I also wonder how far this goes before it becomes a full component library spec. Right now it handles colors, typography, spacing, rounding, and basic component properties. It does not handle animations, responsive breakpoints, or interaction patterns. You can write about those in the prose section, but prose is not machine-readable. At some point, you might want tokens for "drawer slides in from left over 300ms" or "breakpoint-lg is 1024px." The spec does not cover that yet.
The Windows compatibility note made me wince. The .md suffix in the CLI package name collides with the Windows Markdown file association. You have to use a designmd alias instead. It works, but it is the kind of friction that makes you question whether you want to bet on this tooling for a team that includes Windows users.
How it compares to what came before
Design tokens as a concept are not new. Figma exports tokens. Style Dictionary tokenizes them. Salesforce's design-token framework has been around for years.

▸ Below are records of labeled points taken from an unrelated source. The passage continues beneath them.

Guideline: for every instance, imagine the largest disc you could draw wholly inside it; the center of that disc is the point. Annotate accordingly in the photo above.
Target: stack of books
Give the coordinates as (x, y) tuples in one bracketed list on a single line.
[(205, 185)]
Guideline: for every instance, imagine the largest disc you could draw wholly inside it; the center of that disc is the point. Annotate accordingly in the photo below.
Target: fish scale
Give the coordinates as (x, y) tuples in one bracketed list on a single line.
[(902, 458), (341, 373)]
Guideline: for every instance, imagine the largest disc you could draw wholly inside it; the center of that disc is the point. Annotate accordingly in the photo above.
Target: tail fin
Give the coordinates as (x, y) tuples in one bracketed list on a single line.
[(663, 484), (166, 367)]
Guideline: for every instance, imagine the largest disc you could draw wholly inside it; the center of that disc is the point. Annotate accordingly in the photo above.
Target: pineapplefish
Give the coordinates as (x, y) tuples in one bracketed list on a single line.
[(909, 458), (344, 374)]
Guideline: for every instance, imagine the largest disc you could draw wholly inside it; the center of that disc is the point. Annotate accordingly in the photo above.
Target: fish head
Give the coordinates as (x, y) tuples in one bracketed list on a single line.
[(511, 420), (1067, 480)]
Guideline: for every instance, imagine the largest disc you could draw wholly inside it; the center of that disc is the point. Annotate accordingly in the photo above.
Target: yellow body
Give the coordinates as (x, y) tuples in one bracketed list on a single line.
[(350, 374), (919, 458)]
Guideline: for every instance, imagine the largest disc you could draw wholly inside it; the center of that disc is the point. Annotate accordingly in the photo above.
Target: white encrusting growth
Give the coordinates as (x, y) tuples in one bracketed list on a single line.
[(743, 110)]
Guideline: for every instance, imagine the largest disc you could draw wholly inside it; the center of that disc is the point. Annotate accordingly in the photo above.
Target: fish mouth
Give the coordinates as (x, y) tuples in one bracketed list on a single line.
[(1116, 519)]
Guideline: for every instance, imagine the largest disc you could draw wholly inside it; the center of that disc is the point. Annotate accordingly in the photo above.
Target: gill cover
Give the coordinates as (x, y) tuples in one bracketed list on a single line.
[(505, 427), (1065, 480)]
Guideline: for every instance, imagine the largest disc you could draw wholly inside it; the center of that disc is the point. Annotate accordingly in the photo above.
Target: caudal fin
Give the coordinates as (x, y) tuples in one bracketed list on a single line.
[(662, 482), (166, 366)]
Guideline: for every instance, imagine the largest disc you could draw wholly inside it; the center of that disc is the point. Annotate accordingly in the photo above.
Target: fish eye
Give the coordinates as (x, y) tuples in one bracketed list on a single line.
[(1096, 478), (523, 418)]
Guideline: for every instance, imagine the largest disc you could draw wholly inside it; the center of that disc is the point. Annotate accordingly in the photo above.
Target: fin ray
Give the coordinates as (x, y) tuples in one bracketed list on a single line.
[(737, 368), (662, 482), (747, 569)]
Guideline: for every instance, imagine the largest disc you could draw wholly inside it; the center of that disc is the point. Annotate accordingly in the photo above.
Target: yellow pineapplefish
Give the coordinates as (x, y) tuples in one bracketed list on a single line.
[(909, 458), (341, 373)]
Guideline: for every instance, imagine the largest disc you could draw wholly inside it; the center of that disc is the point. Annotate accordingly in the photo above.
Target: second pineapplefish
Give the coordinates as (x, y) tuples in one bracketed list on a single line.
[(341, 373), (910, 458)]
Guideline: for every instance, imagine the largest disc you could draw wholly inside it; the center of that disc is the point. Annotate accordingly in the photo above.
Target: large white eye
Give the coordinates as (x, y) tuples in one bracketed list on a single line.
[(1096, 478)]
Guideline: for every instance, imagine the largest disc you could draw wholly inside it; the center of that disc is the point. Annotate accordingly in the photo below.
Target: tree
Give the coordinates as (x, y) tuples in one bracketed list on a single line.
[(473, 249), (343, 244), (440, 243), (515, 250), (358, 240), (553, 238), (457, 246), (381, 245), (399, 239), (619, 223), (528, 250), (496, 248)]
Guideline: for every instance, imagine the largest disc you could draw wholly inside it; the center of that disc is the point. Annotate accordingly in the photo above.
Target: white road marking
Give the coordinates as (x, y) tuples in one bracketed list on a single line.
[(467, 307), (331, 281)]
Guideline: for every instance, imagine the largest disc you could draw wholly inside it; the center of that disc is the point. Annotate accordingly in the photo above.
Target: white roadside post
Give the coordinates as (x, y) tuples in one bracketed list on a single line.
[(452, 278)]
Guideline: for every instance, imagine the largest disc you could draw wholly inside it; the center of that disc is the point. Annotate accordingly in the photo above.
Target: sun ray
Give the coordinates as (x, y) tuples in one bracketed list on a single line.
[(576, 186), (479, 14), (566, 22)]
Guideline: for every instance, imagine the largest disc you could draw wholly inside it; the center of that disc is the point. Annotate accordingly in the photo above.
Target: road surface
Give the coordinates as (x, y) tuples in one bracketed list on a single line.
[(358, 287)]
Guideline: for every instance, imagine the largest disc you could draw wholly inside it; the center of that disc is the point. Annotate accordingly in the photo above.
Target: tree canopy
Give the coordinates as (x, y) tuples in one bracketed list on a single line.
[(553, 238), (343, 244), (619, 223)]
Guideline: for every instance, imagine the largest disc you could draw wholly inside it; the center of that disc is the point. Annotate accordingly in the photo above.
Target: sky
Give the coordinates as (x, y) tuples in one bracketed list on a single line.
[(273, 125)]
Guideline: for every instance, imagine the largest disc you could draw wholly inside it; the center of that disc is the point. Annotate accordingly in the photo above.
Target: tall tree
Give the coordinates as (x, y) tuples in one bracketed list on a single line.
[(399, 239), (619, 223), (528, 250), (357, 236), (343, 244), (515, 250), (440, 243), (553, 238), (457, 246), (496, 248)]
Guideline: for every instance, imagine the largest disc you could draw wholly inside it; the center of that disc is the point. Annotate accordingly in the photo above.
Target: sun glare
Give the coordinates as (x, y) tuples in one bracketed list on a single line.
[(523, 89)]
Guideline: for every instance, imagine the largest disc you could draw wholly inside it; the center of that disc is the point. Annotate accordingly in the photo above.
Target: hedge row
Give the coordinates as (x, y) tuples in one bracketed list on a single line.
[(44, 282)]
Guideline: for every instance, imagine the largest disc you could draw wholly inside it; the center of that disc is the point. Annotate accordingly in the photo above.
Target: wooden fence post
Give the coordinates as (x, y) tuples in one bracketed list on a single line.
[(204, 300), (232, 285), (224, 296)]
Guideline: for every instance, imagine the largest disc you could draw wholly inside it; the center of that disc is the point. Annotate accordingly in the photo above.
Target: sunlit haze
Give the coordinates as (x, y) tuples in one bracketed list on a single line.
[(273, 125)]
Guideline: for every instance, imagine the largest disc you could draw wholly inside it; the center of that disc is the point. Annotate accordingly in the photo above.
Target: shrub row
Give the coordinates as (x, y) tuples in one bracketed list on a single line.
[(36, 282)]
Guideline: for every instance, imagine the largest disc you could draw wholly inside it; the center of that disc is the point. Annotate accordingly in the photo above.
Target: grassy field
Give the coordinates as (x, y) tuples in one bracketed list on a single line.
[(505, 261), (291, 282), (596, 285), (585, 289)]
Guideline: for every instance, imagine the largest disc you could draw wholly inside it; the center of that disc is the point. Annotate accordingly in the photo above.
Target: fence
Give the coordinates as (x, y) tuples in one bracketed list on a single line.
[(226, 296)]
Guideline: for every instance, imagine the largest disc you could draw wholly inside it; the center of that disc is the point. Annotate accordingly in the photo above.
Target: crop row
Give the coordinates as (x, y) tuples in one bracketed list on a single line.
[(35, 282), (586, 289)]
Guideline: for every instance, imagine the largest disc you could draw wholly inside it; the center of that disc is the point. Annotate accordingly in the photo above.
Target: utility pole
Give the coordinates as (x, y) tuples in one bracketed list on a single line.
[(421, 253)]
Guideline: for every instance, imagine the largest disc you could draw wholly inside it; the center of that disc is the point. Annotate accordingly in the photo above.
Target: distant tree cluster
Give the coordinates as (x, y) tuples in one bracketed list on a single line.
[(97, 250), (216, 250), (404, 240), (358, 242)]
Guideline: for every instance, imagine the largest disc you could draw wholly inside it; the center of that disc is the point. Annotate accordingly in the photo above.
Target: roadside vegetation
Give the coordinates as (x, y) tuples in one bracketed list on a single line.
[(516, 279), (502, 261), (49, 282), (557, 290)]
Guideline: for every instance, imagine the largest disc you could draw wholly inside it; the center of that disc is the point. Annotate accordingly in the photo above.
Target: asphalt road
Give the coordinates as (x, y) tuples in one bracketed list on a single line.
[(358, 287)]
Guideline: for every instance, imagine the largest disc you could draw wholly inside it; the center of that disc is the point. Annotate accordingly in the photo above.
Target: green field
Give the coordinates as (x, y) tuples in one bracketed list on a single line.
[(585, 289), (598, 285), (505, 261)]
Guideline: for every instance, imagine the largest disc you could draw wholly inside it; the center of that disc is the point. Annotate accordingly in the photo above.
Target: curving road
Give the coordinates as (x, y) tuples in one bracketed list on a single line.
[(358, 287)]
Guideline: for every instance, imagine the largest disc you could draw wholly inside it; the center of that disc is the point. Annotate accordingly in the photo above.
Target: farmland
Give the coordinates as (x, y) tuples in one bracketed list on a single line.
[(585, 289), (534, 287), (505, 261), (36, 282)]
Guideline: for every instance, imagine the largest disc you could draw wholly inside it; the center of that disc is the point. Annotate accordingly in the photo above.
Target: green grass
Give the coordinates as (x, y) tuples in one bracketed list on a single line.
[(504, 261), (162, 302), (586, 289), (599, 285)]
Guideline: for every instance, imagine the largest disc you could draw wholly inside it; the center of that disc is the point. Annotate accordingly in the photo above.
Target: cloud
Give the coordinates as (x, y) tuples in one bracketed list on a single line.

I have used Style Dictionary and it works well for generating CSS variables from a single source of truth.
What those tools do not have is a prose layer and an agent-first consumption model. Style Dictionary outputs CSS custom properties and iOS/Android resources. It does not explain to an agent why the tertiary color should only be used for interaction elements. DESIGN.md does.
I think of it like this: Style Dictionary is a compiler. DESIGN.md is a README with a typed config section. The compiler is more powerful for pipeline work. The README is more useful for an agent that needs context to make judgment calls.
When to use it
If you are using AI coding agents to build UI and you keep getting inconsistent results, try it. Write a DESIGN.md for your project, put it in the repo root, and see if the agent's output gets more consistent. The up-front cost is writing the file, which takes maybe an hour for a medium-size project.
If your design system lives in Figma and is maintained by a designer who does not touch code, DESIGN.md might not be worth it yet. There is no Figma-to-DESIGN.md exporter. The designer would have to manually keep two sources of truth in sync, and that never lasts.
If you are building agent tooling, this is worth supporting as an input format. The spec is small and well-defined. Adding DESIGN.md parsing to an agent takes an afternoon, and it gives users a standard way to express design intent without relying on screenshots or long prompts.
Getting started
npm install @google/design.md
npx @google/design.md lint DESIGN.md
The full spec is at github.com/google-labs-code/design.md. The repository includes examples, the CLI, and the formal specification document. Worth reading even if you do not adopt the format, because it is a clear articulation of what agents need to know about your design system that a color palette alone cannot tell them.